Panik atak durumunda yaşanan belirtilerin şiddetinde ve süresinde önemli farklılıklar vardır. Kaygı ve panik ataklarının oraya çıkmasında biyolojik, psikolojik ve çevresel faktörlerin rol oynadığı bilinmektedir.
Anksiyete önlenmesi noktasında belirtilerin çok şiddetli olması, uzun süredir deneyimlenmesi gibi durumlarda farklı durumlardan yararlanılabilir. Belirtmek gerekir ki anksiyete belirtilerinin kalıcı olarak değişebilmesi için psikoterapi gereklidir. Anksiyetenin kalıcı olarak önlenmediği durumlarda, bireyin yaşamında dönem dönem benzer sorunlar yaşadığı görülmektedir. Sistemde çalışmalar anksiyete belirtilerinin ilaçsız, psikoterapi ile çoğu zaman geçebileceğini göstermektedir.
Anksiyete krizleri yaşayan kişiler için konuşma terapisi özellikle önem taşımaktadır. Konuşma terapisinin önemli bir parçası olan psikoeğitim, anksiyetenin bedensel belirtileri, endişeden kaygıya giden mekanizma hakkında fayda sağlamaktadır.

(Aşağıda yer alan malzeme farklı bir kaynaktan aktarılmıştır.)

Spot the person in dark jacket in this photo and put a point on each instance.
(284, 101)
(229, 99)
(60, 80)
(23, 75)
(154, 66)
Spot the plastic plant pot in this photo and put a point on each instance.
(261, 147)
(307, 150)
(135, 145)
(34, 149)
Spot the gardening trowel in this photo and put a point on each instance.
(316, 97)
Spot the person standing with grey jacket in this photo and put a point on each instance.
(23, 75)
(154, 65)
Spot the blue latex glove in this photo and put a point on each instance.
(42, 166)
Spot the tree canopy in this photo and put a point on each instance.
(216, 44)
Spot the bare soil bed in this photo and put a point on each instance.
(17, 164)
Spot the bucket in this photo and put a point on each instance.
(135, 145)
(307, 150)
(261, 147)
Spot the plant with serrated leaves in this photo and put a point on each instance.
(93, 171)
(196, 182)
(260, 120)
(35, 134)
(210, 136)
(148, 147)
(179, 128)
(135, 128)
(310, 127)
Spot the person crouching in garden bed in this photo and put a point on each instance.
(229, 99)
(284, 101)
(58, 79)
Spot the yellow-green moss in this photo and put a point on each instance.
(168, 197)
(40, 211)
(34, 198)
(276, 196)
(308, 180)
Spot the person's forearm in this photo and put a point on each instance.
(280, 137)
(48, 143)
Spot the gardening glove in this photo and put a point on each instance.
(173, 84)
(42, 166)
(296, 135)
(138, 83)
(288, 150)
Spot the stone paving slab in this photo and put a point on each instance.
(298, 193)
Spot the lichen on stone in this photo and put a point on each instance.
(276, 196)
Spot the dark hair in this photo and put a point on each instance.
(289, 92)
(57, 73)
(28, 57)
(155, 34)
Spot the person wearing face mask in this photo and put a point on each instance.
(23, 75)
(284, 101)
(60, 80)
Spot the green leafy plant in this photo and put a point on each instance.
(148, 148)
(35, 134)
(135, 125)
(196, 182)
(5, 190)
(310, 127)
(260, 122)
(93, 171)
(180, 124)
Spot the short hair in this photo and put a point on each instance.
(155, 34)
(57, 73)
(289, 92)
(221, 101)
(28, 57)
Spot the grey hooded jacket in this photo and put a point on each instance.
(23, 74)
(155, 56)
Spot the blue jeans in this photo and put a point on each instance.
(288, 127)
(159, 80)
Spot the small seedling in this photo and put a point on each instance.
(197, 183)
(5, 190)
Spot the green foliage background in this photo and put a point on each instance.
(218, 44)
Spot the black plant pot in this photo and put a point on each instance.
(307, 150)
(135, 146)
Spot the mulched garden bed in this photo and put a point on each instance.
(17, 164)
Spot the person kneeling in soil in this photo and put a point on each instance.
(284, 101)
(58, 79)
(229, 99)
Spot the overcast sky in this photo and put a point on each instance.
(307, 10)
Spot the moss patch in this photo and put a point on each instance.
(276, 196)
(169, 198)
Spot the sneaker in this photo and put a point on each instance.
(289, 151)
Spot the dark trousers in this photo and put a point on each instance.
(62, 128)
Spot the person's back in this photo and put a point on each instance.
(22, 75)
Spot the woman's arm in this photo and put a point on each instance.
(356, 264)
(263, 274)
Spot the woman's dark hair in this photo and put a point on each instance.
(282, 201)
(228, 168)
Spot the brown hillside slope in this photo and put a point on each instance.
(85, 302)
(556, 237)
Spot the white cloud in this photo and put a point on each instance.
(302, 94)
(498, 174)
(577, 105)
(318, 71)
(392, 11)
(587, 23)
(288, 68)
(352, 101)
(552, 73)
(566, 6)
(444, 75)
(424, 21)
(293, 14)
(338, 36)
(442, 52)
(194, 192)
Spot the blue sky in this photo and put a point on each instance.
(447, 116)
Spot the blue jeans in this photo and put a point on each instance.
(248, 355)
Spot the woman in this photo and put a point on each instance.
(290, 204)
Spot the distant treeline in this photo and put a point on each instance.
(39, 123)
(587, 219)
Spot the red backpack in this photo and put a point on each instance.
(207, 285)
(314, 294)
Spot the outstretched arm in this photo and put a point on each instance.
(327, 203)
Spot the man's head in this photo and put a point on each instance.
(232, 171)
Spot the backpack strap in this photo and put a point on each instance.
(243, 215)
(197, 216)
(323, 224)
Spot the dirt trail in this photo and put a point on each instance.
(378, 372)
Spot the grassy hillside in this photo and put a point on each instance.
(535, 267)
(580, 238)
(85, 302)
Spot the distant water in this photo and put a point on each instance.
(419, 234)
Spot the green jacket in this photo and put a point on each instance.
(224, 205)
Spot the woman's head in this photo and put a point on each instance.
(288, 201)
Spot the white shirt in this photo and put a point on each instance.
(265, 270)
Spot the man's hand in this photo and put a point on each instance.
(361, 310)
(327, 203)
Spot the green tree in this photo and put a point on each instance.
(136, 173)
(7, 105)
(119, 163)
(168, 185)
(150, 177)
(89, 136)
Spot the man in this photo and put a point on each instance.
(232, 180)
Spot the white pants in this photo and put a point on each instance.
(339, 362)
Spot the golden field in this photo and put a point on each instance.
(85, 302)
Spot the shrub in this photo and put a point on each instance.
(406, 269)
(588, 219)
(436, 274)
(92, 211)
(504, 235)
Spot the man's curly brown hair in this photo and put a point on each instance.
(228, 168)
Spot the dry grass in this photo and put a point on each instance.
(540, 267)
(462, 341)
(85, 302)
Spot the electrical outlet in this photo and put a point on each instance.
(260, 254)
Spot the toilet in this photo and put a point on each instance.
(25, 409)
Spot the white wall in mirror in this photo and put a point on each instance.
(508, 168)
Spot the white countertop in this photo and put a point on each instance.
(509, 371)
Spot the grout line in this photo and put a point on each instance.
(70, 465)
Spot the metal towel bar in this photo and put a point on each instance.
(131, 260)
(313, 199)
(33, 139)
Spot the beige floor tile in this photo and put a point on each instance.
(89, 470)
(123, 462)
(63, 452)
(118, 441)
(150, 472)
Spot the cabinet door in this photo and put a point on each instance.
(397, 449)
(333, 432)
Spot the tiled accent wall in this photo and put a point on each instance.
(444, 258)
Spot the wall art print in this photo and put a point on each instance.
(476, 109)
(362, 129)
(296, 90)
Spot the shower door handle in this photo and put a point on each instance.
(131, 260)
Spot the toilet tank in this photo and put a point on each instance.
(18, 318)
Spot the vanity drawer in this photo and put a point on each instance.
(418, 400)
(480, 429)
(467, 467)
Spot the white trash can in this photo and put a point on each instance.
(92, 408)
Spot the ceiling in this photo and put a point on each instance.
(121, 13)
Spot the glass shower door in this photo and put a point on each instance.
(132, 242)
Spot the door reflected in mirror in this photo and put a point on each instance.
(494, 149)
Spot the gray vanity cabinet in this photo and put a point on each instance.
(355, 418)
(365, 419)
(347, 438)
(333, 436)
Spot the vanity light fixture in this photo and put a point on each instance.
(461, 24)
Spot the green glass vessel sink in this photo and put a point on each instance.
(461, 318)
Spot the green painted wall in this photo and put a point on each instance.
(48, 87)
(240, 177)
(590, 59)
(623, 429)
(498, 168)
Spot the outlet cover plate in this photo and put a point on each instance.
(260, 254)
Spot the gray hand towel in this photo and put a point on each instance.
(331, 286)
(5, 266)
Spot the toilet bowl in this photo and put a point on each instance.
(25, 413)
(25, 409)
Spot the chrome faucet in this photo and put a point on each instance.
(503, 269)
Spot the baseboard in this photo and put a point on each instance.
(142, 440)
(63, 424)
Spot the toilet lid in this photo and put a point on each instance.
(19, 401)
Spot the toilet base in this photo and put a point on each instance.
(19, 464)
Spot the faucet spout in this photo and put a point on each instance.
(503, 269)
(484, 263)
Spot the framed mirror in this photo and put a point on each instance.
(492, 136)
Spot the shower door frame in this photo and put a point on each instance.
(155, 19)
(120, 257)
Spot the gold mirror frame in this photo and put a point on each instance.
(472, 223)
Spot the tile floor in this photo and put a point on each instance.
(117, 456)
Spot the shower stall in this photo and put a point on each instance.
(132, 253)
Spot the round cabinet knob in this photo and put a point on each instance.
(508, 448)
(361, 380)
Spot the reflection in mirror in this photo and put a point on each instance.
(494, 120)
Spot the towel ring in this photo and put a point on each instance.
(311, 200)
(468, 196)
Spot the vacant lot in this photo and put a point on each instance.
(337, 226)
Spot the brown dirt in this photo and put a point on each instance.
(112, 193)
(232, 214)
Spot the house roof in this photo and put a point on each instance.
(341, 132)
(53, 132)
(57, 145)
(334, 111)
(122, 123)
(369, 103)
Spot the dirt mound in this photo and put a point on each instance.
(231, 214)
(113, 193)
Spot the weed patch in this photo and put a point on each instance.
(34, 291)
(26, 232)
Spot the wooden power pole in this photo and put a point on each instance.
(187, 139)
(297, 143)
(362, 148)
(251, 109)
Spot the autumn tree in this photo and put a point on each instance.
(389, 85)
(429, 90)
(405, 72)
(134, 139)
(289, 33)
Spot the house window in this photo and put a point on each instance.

Anksiyetenin önlenmesinde bilişsel davranışçı terapi, en sık kullanılan ve en etkili psikoterapi yöntemlerindendir. Bu psikoterapinin amacı, kişinin düşüncelerinin duygularını ve davranışlarını nasıl etkilediğini anlamasına ve gerçekçi ve işlevsel değerlendirmeler yapabilmesine yardımcı olmaktır. Anksiyete belirtileri belirgin bir sıkıntı gösterdiği zaman ve kişinin sosyal ve mesleki işlevinde bozulmalar oluşmaya başladığı zaman uzman destek gereklidir.